Client Side / Mac OS X

Setting up the router was the hard part. From here on out it’s smooth sailing. On a Mac, there is nothing that needs to be installed. All we need to do is start an SSH Tunnel to the router and configure localhost as a socket proxy:

Starting the SSH Tunnel

Open a terminal and enter

ssh -ND 8080 -c blowfish -p 443 [email protected]

where myrouter.homedns.org is the name that you had registered with DynDNS and 8080 is the local endpoint into the tunnel. Instead of 3des, we use the faster blowfish encription protocol.

Making localhost a Socket Proxy

Open System Preferences / Network / Advanced and open the Proxies tab. Select SOCKS Proxy and enter localhost:8080 into the SOCKS Proxy Server field.

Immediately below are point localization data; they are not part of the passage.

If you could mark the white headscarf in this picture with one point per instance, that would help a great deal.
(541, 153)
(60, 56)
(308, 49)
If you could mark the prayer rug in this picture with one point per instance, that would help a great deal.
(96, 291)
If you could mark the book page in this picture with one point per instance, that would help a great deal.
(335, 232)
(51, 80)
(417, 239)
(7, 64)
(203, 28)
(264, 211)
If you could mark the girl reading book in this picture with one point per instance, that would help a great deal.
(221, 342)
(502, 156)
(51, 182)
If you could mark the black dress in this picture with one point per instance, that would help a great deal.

Alternatively, if you don’t want all traffic go through the tunnel but only traffic generated by Firefox, you don’t have to setup the general socket proxy but configure only Firefox instead. Open Firefox Preferences / Advanced / Network Settings and select Manual proxy configuration, enterlocalhost:8080 into the SOCKS Host field and select SOCKS v5.

Client Side / Windows

Since Windows does not come with SSH pre-installed. You would need to install an SSH client like PUTTY. For our purpose, rs4u’s SSH Tunnel seems to be the best client, which is available for free here: http://www.rs4u.com/SSHTunnel/
Again, after configuring and starting the tunnel, open Firefox Preferences / Advanced / Network Settings and select Manual proxy configuration, enterlocalhost:8080 into the SOCKS Host field and select SOCKS v5.

Done

That is it. All traffic to publicly routable addresses will now be encrypted and redirected through the tunnel, emerging unchanged on the other end, your home router. I know you have nothing to hide; but doesn’t it feel good to have a little more privacy? Anyway, get real. There is no privacy on the net! The traffic between your home router and your browsing destination is still unprotected and your ISP and everyone between him the destination still know exactly what you are up to.